The original three Internet programs were telnet, mail and FTP. Everything since then is just some combination of those three functions: connect, message, transfer files. For simplicity’s sake, I’ll throw in another one: RSS. Because when you get right down to it, blog syndication is the root of every social media service. A stream of posts, text or files, from individual sources, showing up in a single feed. I’ll throw in another one: SMS, the primeval mobile text chat solution. Hell, even Twitter was built around the character limit of SMS.

When you break it out like that, it becomes apparent that it wouldn’t be that heavy a lift to build a theoretical framework for an open social networking system, merely by everting it. Instead of everything flowing into one centralized service, have individual services feed back in a standards-based fashion. And here’s where I point to micro.blog, Manton Reece’s project to build an open and interoperable social network alternative. The idea there is that micro.blog provides a simple feed (“timeline”) of posts from a WordPress blog (“followed users”), truncated to 280 characters if longer than that (“tweets”) but otherwise capable of containing all the content of any other blog post. Basically no different than following any number of blogs via RSS, but it’s essentially a tool to facilitate putting them into a Twitter-like framework and thus more easily use it the way you would a social media service.

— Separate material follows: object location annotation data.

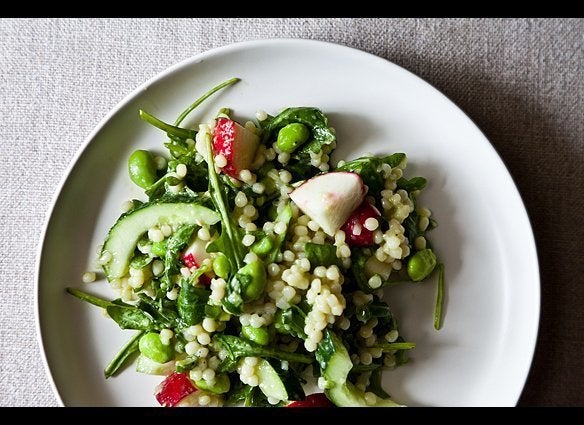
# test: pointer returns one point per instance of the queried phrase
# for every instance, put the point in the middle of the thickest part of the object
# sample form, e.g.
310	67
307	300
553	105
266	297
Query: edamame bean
142	168
159	248
253	278
263	246
421	264
152	347
292	136
221	265
259	335
220	386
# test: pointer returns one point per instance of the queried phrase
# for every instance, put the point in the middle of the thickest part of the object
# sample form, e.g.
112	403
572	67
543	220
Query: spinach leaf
375	384
124	356
322	255
130	317
291	380
367	167
291	322
125	315
191	303
172	263
313	118
162	310
284	216
237	348
230	240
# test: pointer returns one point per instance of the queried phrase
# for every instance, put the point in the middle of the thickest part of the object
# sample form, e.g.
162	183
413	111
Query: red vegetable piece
173	389
313	400
356	234
189	260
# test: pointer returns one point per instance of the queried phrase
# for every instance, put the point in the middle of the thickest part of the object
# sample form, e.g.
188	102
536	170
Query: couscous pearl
248	240
105	258
240	200
155	235
157	267
374	282
249	210
166	334
191	348
420	243
280	228
195	374
371	224
423	223
172	294
258	188
166	230
210	325
283	157
204	234
160	162
127	206
204	400
209	375
88	277
245	175
181	171
204	339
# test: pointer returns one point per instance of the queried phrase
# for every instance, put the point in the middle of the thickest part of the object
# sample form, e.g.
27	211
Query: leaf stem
439	298
201	99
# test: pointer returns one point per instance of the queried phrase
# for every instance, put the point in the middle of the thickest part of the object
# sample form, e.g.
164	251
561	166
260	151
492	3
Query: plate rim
259	43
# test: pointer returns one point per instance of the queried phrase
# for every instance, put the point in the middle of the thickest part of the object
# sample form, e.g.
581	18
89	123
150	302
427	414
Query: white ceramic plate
483	353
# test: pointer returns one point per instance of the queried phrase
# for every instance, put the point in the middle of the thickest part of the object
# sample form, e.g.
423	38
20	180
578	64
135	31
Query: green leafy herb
191	303
322	255
124	356
237	348
439	298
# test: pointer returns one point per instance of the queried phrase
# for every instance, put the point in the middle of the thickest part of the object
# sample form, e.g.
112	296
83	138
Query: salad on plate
253	269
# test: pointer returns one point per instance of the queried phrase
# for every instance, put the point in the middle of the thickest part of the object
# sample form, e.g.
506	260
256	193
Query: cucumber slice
150	367
336	364
346	395
270	382
124	235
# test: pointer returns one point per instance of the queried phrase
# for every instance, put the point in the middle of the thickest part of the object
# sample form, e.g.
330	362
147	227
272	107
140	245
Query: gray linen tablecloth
520	80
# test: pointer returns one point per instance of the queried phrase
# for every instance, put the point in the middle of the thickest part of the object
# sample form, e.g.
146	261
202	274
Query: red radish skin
190	262
236	143
173	389
329	199
356	234
313	400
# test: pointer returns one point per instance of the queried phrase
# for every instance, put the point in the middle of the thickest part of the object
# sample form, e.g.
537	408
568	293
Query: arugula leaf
171	130
124	356
313	118
191	303
125	315
284	216
367	167
320	254
230	240
291	321
172	263
130	317
237	348
375	384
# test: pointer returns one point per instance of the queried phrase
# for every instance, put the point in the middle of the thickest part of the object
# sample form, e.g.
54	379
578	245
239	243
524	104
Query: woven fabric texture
520	80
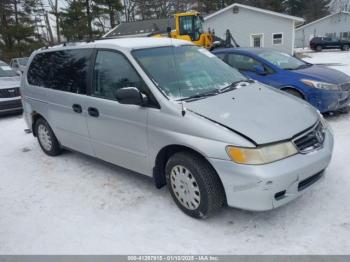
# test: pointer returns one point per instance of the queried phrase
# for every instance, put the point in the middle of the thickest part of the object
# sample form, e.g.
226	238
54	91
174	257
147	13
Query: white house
334	25
255	27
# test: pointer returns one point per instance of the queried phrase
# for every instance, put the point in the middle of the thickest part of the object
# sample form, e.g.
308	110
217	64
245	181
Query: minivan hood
9	82
324	74
260	113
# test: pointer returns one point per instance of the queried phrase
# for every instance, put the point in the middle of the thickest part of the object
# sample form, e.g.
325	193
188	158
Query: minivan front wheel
46	138
194	185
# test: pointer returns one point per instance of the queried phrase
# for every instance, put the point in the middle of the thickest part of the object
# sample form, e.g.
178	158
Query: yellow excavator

And in theory, this shouldn’t be difficult at all. You pick your service. WordPress, Movable Type, Tumblr, whatever you’re comfortable in, or even roll your own (as I am contemplating here). At that point, all the micro-blog service is providing is a handy list of posts and an @-name framework to help facilitate replies and threading, and even that could be associated with a more email-style name for additional granularity and decentralization. The second app that goes along with micro-blog is called Sunlit, and it isn’t a service at all, merely a tool for organizing pictures (and if desired, location data) to be more easily posted into your chosen micro.blog source. But the data always lives on your servers. Nothing gets aggregated by micro.blog at all. It’s the thinnest possible skeleton on which individual users then hang their data.

Something like this is going to be a really hard sell to the Muggles, at first. So was social networking in general. But if enough early adopters and technology (spit) influencers were willing to take a hard look and blow up their Facebook and instead work on making the tools to help facilitate this decentralization, it would almost have to trickle down over time. And consider the precedent of not only personal web sites, but email – you can get it from your ISP, or from Google or Yahoo, or from Geocities or Angelfire or just build your own if that’s how you roll, but it doesn’t matter, because anyone can interoperate with anyone else’s.

This can totally be done. It’s just that there’s no money in it, because it doesn’t involve doing for tech bros what their moms used to do for them with a side helping of “send them nudes tho”. But there’s no money in keeping the roads paved and the power on either, yet we find a way to do it, because it’s what you need to get by in a society. As people realize the value of privacy and retaining control over their own data, they might just be willing to put up the money for both.